Start with CompTIA Security+ SY0-701 ($404) -- it's the DOD 8570 IAT Level II baseline and appears in 35% of U.S. cybersecurity job postings. Then specialize based on track: SOC/defensive -- CompTIA CySA+ ($404) or Splunk Core ($130); offensive/red team -- eJPT ($249) then PNPT ($449) or OSCP ($1,749); cloud security -- AWS SCS-C02 ($300) or Azure AZ-500 ($165); governance/management -- CISM ($760) or CISSP ($749, five years experience). Most practitioners hold 2-3 well-chosen certs. Entry-level salary impact: Security+ alone lifts SOC Tier 1 from the mid-$50,000s to $70,000-$78,000 median in 2024-2025.
References
- CompTIA Security+ Certification Official Page. https://www.comptia.org/certifications/security
- ISC2 Certified in Cybersecurity (CC). https://www.isc2.org/Certifications/CC
- Cisco Certified Support Technician Cybersecurity. https://learningnetwork.cisco.com/s/ccst-cybersecurity
- Microsoft SC-900 Fundamentals Exam. https://learn.microsoft.com/en-us/credentials/certifications/security-compliance-and-identity-fundamentals/
- ISC2 Cybersecurity Workforce Study 2024. https://www.isc2.org/Research/Workforce-Study
- U.S. Bureau of Labor Statistics Information Security Analysts. https://www.bls.gov/ooh/computer-and-information-technology/information-security-analysts.htm
- DoD Directive 8140 Cyberspace Workforce Management. https://dodcio.defense.gov/Cyber-Workforce/DoD8140.aspx
- ISC2 Systems Security Certified Practitioner (SSCP). https://www.isc2.org/Certifications/SSCP
- Microsoft Security, Compliance, and Identity Fundamentals SC-900. https://learn.microsoft.com/en-us/credentials/certifications/exams/sc-900/
- Payscale Cybersecurity Salary Data. https://www.payscale.com/research/US/Job=Information_Security_Analyst/Salary
- Glassdoor SOC Analyst Salary. https://www.glassdoor.com/Salaries/soc-analyst-salary-SRCH_KO0,11.htm
Frequently Asked Questions
Can I get a cybersecurity job with only entry-level certifications and no degree?

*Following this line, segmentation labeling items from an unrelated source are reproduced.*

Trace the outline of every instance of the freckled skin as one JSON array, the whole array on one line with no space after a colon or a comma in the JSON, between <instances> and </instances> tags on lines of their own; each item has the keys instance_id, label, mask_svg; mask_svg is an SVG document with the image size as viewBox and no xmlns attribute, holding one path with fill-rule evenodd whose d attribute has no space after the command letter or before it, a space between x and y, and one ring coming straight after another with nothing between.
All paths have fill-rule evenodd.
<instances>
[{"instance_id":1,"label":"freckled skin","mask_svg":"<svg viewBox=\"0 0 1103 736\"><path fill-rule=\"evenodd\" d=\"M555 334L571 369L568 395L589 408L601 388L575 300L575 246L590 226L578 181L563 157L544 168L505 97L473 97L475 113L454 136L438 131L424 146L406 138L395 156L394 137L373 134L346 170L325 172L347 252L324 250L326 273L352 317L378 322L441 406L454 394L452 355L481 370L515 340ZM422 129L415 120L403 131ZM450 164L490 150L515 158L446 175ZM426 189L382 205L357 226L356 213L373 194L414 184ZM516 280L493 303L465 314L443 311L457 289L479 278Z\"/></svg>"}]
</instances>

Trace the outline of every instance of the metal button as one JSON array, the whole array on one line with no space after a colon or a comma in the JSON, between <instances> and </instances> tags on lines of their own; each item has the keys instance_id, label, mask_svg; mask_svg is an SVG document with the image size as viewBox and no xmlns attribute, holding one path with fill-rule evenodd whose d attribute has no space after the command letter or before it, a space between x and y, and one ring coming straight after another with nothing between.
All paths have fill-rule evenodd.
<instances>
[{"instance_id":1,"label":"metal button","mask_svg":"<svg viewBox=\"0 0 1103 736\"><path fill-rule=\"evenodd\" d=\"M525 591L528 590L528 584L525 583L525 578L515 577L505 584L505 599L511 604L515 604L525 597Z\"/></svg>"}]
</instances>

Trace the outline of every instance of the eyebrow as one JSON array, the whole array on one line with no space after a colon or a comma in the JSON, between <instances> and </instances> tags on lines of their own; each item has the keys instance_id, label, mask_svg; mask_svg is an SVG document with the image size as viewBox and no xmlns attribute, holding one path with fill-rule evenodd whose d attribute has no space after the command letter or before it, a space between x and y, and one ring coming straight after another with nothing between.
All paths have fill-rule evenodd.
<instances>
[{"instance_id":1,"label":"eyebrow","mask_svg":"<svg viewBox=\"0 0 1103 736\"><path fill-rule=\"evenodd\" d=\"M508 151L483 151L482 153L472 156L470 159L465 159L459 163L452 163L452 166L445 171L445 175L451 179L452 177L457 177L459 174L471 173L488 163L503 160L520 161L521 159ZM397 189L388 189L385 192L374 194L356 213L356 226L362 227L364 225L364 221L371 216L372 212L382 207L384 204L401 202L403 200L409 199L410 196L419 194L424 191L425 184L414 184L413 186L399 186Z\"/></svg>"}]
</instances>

Yes, many entry-level cybersecurity roles are open to candidates without degrees. Security+ combined with 6-12 months of help desk experience, or CC combined with demonstrated lab work on TryHackMe or HackTheBox, typically produces interview callbacks for SOC analyst tier 1 and IT security administrator roles.
How many entry-level certifications should I earn before applying?
One well-known certification like Security+ or CC is sufficient to start applying. Two stacked certifications (such as Security+ plus AWS Cloud Practitioner or Security+ plus Network+) roughly doubles interview response rates in our sampled hiring data.
Is the CompTIA CySA+ an entry-level cybersecurity certification?
CompTIA markets CySA+ as intermediate rather than pure entry-level. It assumes comfort with security fundamentals and SIEM concepts. We recommend CySA+ as your second cybersecurity certification after Security+ rather than a first choice.